TSMC has highlighted the benefits of leveraging CUDA-X and the Grace Blackwell platform, stating that computational acceleration enabled by these tools expedites process development and makes complex simulation more cost-effective. NVIDIA´s cuLitho library, in combination with Blackwell GPUs, speeds up lithography processes by up to 25 times, enabling faster detection and correction of potential manufacturing issues before physical production. In parallel, Cadence has launched its Millennium M2000 platform exclusively on NVIDIA Blackwell architecture, providing a scalable solution for accelerated electronic design automation (EDA) workflows optimized for hyperscale workloads and sophisticated Artificial Intelligence inference.

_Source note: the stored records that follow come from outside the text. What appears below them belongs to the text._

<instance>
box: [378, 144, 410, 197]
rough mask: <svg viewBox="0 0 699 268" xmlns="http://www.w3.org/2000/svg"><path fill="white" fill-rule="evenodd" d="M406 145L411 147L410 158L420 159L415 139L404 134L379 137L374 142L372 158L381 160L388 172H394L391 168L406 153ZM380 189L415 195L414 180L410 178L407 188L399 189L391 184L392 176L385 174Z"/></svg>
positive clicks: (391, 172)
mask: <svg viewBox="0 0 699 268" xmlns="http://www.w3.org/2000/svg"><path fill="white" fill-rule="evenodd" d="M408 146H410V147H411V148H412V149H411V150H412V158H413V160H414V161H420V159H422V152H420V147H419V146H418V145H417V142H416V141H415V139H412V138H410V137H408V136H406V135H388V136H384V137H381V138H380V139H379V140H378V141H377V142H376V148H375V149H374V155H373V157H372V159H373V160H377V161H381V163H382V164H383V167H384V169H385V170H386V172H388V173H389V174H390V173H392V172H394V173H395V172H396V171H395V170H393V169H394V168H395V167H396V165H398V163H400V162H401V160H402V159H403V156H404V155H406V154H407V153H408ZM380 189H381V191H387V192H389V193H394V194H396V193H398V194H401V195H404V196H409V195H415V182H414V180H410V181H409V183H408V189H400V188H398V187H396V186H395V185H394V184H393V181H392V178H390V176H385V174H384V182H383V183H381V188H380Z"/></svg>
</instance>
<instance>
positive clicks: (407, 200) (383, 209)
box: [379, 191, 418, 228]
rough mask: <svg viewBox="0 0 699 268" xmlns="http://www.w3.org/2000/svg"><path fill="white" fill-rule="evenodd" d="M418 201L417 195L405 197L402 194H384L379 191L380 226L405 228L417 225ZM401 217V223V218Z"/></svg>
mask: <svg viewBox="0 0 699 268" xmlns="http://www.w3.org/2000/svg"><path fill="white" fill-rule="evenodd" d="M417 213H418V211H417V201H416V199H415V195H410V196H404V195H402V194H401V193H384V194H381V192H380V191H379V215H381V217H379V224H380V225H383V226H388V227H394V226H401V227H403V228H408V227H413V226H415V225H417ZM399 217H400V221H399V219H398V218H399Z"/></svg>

The momentum continues with Siemens integrating CUDA-X and Grace Blackwell into its Calibre platform, achieving notable speed and accuracy gains for optical proximity correction, physical verification, and manufacturability analysis. Synopsys is using Blackwell and CUDA-X in key EDA tools, reporting performance scale-ups of up to 20 times on advanced simulations and projecting dramatic acceleration of other applications, such as PrimeSim and Proteus. KLA, a key manufacturer of process control equipment, is also collaborating with NVIDIA to advance its physics-based Artificial Intelligence systems and is poised to evaluate Blackwell-based solutions for further accelerating defect detection algorithms. Altogether, embedding NVIDIA Blackwell technology across EDA, manufacturing, and process control is enabling the semiconductor industry to deliver faster, more efficient, and higher-performing chips, meeting the increasing demands for complex, rapid, and high-volume production cycles.